The Oregon setup does allow for group trips, through they tend to be a luxury option that puts people up in a nearby house, and shuttles them back and forth from the service centers for their tripping sessions. And during those sessions, everyone’s still following the tripping alone protocol (eye shades, blankets, not interacting with others). It’s more like the group trips alone, together, rather than doing any sort of communal activity or ritual that brings them into contact with each other during their sessions.
A lot of the real innovations around offering directive facilitation in Western contexts are happening in the gray areas of decriminalized, but unlicensed guides. In states like Colorado where psychedelics are decriminalized, professionals can sell “harm reduction coaching” while “gifting” psilocybin mushrooms to clients, allowing them to guide sessions without breaking the law. This allows them to skirt most of the constraints on facilitation regulations.
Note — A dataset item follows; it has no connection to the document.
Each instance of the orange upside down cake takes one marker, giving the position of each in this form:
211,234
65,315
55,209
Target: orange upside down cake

A non-direction mandate is useful in that it makes it illegal to intentionally use psychedelics to indoctrinate people into your cult. But perhaps you believe in God, or some divine force, and want to work with a psychedelic guide who not only believes in your flavor of divinity, but specializes in ritual practices meant to facilitate a deeper connection with, or exploration of, that divinity. That could take the form of guided meditations, or iconography, or ecstatic dance, or ceremonial hymns and prayers, or any number of rituals with an explicitly directive intent. Informed consent for this sort of thing is tricky business. But it’s worth grappling with.